Movie Review: The English Teacher (2013)

I saw this movie because of the title; I am an English teacher myself. It is so important to know what Hollywood thinks of English teachers, and not just any English teacher, but an English teacher in the state of Pennsylvania. This movie is about Ms. Linda Sinclair, a high school English teacher in the little town of Kingston, Pennsylvania.  I have never taught high school or in the secondary school system at all–I teach at the university level–but the mere identity of an English teacher puts me in that group of hated public servants in the state of Pennsylvania.  So when I saw the title and watched the trailer, I knew I had to hear this story. As you might know, Pennsylvania is the anti-education state where teachers are not respected at all. The governor of this great state, the elected officials, and through propaganda, a majority of the citizens as well think teachers do nothing and make a lot of money.  Though all teachers, in general, are disrespected in Pennsylvania, those who teach English, Languages, History, Philosophy and other disciplines in the humanities, social sciences and fine arts–anything other than voc tech, that is–are particularly despised by the government and those in the ed biz. As Homer Simpson astutely observed, “English? Who needs English? I am never going to England.”

Now that I have watched this movie, I can confidently say that this movie will not make Pennsylvanians look at their English teachers with renewed respect. Linda Sinclair, the main character, a forty something unmarried woman, a “romantic,” the English teacher, played by Julianne Moore in a sort of pasty, clichéd manner not only cannot tell the difference between life and a playscript, apparently,  but also has impromptu sex on top of a desk in a classroom with a much much younger former male student. The movie is directed by Craig Zisk, and written by Dan and Stacy Chariton, none of whom are English teachers, evidently. I know next to nothing about what coal miners do, but I have seen movies about coal miners. But I wouldn’t write my screenplay based on what other Hollywood movies say about coal miners, would I? That is what Zisk and the Charitons have done in this movie. Though teachers are vilified in our society, Hollywood has certain stereotypes it likes of English teachers. One type of Hollywood English teachers are wonderful, passionate, inspiring, a bit eccentric but not too much–you don’t want really insane people teaching your kids–poetry-spouting, daydreaming, romantic, all about social justice and civil liberty, Mother Teresa and Martin Luther King in Julia Roberts’s body. Or George Clooney’s.  The girls and the boys love them, love them a bit too much. The other Hollywood English teacher is the dried-up old ogre, quoting rules on pronunciation and grammar with a fake British accent. Well, The English Teacher, this movie is actually narrated by someone with a fake British accent; English is, after all, a foreign language to Americans. It is originally from England. (What the *&^(*&(&(^&????)

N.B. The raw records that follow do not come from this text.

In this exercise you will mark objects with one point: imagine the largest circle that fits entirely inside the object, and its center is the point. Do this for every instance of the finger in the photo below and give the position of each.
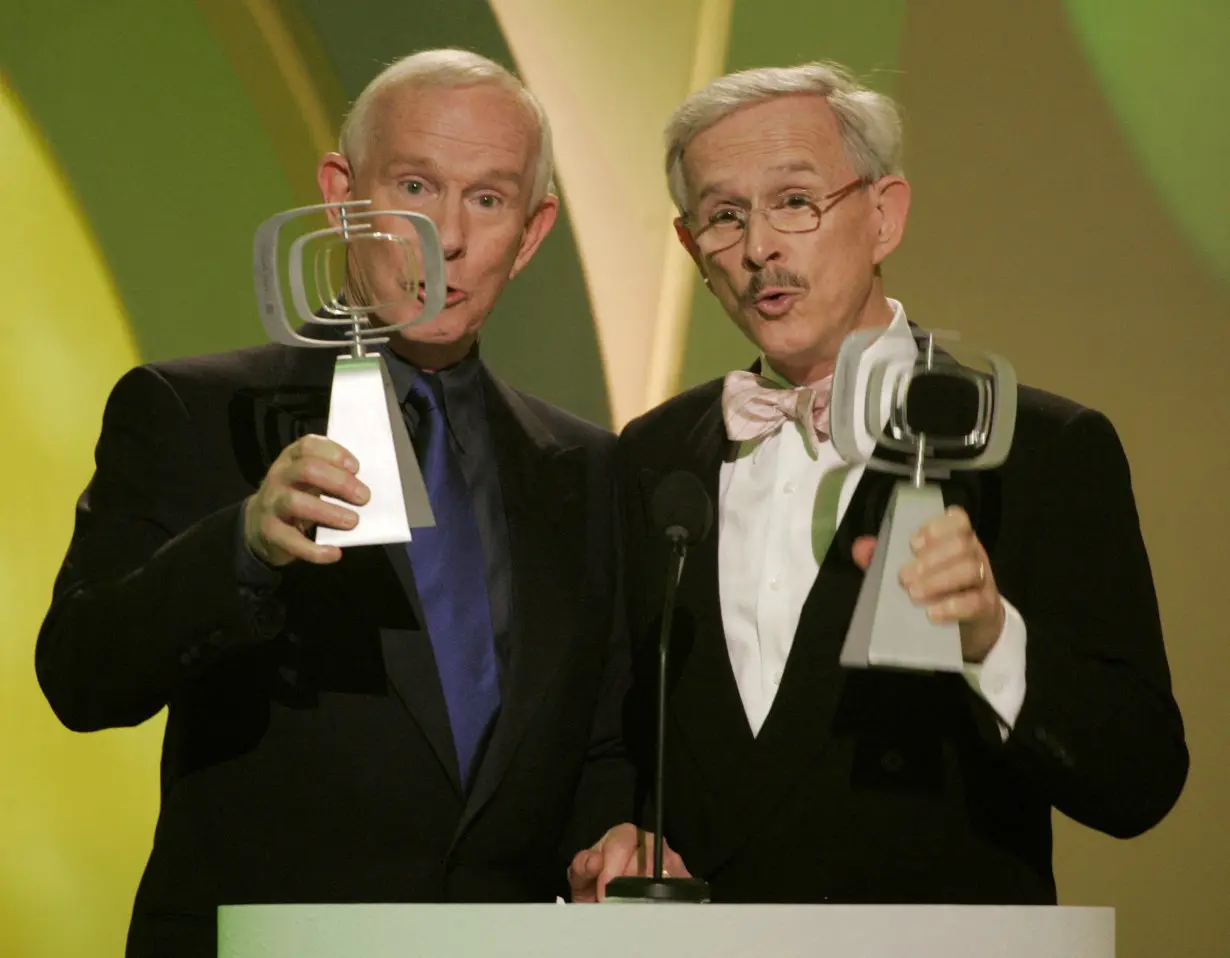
(320, 476)
(964, 573)
(864, 550)
(293, 542)
(583, 876)
(616, 861)
(297, 507)
(962, 608)
(941, 552)
(953, 522)
(319, 447)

The plot is stale, old and tired. Linda Sinclair, who belongs to the first category of stereotypes above–the wonderful passionate  romantic sexually repressed English teacher–runs into an old student Jason Sherwood (Michael Angarano), who has just returned to PA after having miserably failed as a playwright in New York. Sinclair takes him under her wings, strokes his ego, boosts his confidence etc and gets him to sign a contract allowing her and the drama teacher at the school, Carl Kapinas (Nathan Lane) to mount a production of his play. See, the entire New York theater world did not get his play, see? But she does.  Making much of those who distinguish themselves in any small way is actually a valid, though superficial, representation of what happens in small towns. “Success” is always relative, isn’t it? So anyway, the students start rehearsing the play, which is where the conflict in the plot is hinged. Now, Sherwood’s play is filled with “dark thoughts,” suicide, homicide, child abuse, neglect, domestic battery etc etc and the principals of the school say that all of this will have to be expurgated in order for the play to be performed at school, in particular, the ending of the play, which includes a suicide. This is really a very hard part of the movie for any thinking person living in Pennsylvania currently to watch and subscribe to. Since when are any of the above dysfunctional behaviors a problem in any of our communities? Where is this school district with such a faint heart? I don’t know. Neither do you.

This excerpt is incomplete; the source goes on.